4.16 Obstruction with Code of Conduct Investigation and Adjudication Process
Obstruction or interference with, or failure to comply in, Code of Conduct processes, including, but not limited to:
Falsification, distortion, or misrepresentation of information;
Failure to provide, destroying or concealing information during an investigation of an alleged Code violation;
Attempting to discourage an individual’s proper participation in, or use of, the campus conduct system;
Harassment (verbal or physical) and/or intimidation of a member of a campus conduct body prior to, during, and/or following a campus conduct proceeding;
Influencing, or attempting to influence, another person to commit an abuse of the campus conduct system;
Refusing to participate, without a substantial reason, as a witness in an investigation of or proceeding brought to enforce potential violations of this Code;
Failure to comply with the sanction(s) imposed by the Code or other conduct policy, including Policy 6.4.
I have major concerns about how the Code (both present and proposed) treats students who fail to complete their sanctions in a timely manner. No matter whether a student intentionally refused to complete sanctions or just procrastinated, they are charged with obstruction of the Code.
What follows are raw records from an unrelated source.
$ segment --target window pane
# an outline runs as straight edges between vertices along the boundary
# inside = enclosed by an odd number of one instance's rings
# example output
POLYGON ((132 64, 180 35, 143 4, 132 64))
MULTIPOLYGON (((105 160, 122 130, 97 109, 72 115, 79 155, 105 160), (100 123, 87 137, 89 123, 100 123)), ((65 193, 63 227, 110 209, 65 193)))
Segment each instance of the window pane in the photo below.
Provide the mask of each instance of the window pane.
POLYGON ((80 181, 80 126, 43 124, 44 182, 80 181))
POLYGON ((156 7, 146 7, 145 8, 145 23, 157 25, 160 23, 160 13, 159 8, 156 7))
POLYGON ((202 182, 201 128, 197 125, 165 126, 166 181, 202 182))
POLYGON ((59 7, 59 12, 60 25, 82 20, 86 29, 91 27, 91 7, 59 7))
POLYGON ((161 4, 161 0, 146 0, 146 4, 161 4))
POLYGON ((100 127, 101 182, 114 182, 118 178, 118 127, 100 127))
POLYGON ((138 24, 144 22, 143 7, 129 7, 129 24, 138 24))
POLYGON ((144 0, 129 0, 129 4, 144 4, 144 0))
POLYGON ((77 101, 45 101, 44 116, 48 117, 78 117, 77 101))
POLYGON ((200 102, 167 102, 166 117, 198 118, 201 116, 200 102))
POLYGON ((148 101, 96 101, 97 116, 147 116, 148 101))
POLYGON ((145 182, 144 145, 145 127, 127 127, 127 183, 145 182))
The proposed text of this section, like the OJA’s current practice of charging respondents who fail to complete sanctions with obstruction (Title Three, Article II, Section A(3)(g)) is problematic because the language of the Code can be read to exaggerate the seriousness of violations falling under the last bullet point.

The disciplinary record that will be created by a written reprimand for this Code violation under Policy 4.7 includes ***no context about the circumstances of the violation*** other than the language of the obstruction provision in the Code. Someone reading the disciplinary record of a student who was charged under this provision because of failure to complete sanctions could infer that the respondent also committed such serious violations as destroying evidence, lying to an investigator, or taking other active measures to hamper an investigation. There is an incredibly wide gap between the seriousness of these offenses and such actions as missing a deadline to complete sanctions. But this gap would not be perceptible to any individual (e.g. a graduate school admissions officer) reading the respondent’s disciplinary record with no additional context. It would be up to the respondent to provide the context that they were only charged under the last bullet point, which the OJA is under no obligation to corroborate.

There is a serious risk in this scenario that some students’ graduate school or job prospects could be unduly damaged by the omission of context from the disciplinary record created by a written reprimand. It is certainly reasonable for there to be a Code provision punishing failure to complete sanctions, but this should not be lumped in with the other extremely serious violations covered in 4.16, which would be felonies in the actual criminal justice system. There should be a separate, stand-alone provision for punishing students who fail to complete their sanctions.